Why we chose XML for the SWC annotations

Posted on Wed 29 November 2017 in misc • Tagged with corpora

I was asked why we use XML instead of json for the Spoken Wikipedia Corpora:

As mentioned, we actually started with json. The first version of the SWC was actually annotated using json and I converted that to XML.

The original json more or less looked like this:

{ "sentences_starts": [0,10,46,72],
  "words": [
      {"token" : "hello", "start": 50, "end": 370},
      ["more tokens here"]

To obtain the second sentence, you needed to get sentence_starts[1] and sentence_starts[2], then obtain the sub-list of words defined by those bounds. You can notice the downside of data normalization.

The XML looked like this:

  <token start="50" end="370">hello</token>
  [more tokens here]

You can see that it is much more succinct. To obtain the second sentence, just do an xpath query: sentence[1] (more about using xpath at the bottom of this post).
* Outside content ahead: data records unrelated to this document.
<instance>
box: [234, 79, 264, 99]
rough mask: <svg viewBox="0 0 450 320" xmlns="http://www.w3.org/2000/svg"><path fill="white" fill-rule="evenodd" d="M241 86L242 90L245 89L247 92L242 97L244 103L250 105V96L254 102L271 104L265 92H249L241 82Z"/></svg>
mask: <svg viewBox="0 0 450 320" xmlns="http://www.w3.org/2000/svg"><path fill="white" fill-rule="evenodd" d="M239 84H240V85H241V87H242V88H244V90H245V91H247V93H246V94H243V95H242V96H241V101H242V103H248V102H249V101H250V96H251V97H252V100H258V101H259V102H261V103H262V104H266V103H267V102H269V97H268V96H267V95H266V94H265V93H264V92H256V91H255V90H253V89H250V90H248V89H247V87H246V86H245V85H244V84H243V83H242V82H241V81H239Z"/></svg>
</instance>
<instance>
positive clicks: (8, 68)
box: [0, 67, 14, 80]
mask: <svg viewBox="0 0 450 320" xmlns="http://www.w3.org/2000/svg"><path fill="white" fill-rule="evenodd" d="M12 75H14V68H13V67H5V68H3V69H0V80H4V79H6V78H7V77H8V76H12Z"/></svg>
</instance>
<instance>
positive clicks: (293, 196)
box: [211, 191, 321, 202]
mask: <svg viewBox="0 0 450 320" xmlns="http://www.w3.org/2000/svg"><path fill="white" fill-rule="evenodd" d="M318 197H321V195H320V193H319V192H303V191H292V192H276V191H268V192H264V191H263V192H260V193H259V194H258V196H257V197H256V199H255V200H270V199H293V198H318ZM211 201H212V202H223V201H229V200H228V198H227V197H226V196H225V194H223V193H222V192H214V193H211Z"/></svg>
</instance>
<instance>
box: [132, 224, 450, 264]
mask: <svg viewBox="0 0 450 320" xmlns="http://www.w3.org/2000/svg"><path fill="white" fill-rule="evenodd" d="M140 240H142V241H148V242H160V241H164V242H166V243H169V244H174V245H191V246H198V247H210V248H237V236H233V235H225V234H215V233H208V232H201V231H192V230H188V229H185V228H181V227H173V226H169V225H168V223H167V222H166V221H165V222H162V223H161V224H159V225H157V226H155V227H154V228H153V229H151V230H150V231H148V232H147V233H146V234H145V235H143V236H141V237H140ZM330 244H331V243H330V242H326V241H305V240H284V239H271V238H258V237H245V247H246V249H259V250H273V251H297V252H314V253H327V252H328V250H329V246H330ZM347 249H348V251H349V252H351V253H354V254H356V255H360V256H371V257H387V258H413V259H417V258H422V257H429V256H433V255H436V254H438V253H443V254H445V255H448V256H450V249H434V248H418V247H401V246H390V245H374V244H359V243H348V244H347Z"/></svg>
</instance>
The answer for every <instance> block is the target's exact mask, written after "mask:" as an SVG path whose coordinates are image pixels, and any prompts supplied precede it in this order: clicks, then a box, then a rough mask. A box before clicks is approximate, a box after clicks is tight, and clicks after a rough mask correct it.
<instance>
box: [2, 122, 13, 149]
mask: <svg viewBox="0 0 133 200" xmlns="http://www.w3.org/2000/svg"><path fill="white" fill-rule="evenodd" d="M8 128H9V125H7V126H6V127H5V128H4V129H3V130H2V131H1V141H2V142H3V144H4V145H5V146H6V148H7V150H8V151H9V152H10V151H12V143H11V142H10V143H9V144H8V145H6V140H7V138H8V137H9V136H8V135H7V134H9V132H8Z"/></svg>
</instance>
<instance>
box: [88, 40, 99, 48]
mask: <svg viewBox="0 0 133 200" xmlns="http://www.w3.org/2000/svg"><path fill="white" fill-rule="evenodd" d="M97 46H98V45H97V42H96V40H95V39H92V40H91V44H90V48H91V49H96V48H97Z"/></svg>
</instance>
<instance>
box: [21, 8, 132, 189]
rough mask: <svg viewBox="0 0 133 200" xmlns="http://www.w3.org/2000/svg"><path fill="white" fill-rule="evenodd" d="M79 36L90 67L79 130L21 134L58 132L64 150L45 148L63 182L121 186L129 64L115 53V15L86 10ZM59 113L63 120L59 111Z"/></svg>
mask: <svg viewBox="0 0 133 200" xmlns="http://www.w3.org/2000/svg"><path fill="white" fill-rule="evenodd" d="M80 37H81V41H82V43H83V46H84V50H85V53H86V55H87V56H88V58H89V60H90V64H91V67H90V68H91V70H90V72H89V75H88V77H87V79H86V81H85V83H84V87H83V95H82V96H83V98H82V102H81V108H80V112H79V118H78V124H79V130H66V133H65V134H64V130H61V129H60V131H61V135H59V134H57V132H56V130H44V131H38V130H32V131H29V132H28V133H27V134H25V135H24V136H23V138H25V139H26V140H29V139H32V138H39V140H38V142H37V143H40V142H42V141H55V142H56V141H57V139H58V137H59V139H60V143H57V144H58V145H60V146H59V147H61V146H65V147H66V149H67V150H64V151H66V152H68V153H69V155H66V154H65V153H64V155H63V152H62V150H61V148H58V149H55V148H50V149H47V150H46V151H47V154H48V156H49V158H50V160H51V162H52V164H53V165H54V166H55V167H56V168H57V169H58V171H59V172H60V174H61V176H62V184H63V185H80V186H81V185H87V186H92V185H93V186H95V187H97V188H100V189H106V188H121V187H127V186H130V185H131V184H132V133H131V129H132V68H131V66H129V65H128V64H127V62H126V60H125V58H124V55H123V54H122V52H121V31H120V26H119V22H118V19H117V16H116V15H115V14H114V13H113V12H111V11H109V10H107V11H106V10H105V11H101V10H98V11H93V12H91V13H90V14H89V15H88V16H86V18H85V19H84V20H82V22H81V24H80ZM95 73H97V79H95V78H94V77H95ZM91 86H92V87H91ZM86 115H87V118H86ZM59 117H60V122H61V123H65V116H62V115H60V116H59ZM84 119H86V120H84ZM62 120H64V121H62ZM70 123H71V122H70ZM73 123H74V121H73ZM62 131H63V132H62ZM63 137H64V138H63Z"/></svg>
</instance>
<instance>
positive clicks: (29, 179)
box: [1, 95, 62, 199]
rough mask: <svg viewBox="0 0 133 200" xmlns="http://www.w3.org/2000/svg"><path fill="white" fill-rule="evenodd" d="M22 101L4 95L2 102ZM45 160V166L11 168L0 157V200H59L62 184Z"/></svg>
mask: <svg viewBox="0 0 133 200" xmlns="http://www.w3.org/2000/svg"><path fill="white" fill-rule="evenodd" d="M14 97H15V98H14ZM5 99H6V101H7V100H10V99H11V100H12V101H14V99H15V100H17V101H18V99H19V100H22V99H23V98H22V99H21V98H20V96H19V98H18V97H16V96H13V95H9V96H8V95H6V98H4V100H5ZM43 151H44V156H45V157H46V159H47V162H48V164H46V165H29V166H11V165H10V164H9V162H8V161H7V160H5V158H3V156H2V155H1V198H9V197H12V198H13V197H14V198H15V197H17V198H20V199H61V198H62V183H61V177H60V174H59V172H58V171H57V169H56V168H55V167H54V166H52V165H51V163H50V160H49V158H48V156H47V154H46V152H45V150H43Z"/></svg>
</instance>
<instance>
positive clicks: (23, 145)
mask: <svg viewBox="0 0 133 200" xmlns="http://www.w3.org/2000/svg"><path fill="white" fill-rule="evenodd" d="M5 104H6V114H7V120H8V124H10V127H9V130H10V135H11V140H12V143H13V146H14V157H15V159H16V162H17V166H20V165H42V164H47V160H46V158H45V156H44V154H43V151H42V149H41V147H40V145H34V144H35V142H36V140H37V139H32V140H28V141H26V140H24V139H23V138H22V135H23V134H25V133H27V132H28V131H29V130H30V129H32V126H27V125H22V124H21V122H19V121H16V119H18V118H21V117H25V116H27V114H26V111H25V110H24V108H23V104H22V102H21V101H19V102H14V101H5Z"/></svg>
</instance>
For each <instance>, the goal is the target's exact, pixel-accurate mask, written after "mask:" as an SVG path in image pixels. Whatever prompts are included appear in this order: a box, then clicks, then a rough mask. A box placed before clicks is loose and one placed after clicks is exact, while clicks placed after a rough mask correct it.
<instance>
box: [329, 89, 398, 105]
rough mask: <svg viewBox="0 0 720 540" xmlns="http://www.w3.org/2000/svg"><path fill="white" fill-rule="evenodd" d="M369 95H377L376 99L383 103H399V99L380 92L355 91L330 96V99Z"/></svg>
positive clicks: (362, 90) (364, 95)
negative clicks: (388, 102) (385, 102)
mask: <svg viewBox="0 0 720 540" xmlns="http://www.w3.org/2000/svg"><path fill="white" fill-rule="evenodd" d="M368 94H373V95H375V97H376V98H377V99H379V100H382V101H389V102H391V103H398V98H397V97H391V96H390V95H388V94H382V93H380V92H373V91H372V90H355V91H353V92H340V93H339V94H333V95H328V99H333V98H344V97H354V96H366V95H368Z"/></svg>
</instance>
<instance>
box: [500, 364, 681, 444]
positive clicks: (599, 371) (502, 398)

But now we have much more structure, as you can see in our RelaxNG definition (have a look, it's easy to read!). We have

  • sections which can be nested
  • parts which were ignored during the alignment
  • sentences containing tokens, containting normalizations, containing phonemes

All in all, the annotation is a fairly elaborate typed tree. json is actually less succinct if you want to represent such data because there are no types. Try to represent <s><t>foo</t> <t>bar</t></s> in json:

{ "type": "s"
  "elems": [{"type": "t", "elems": ["foo"]},
           " ",
           {"type": "t", "elems": ["bar"]}

The distinction between data and annotation is not clear in json: in XML, everything that is not an XML tag is character data. To get the original text, just strip all XML tags. In json you would somehow have to externally define what the original data is and what the annotation is. This is important because we keep character-by-character correspondence to the original data. This is a very cool feature because you can cross-reference our annotations with the html markup to e.g. look at the impact of <b> tags on pronunciation.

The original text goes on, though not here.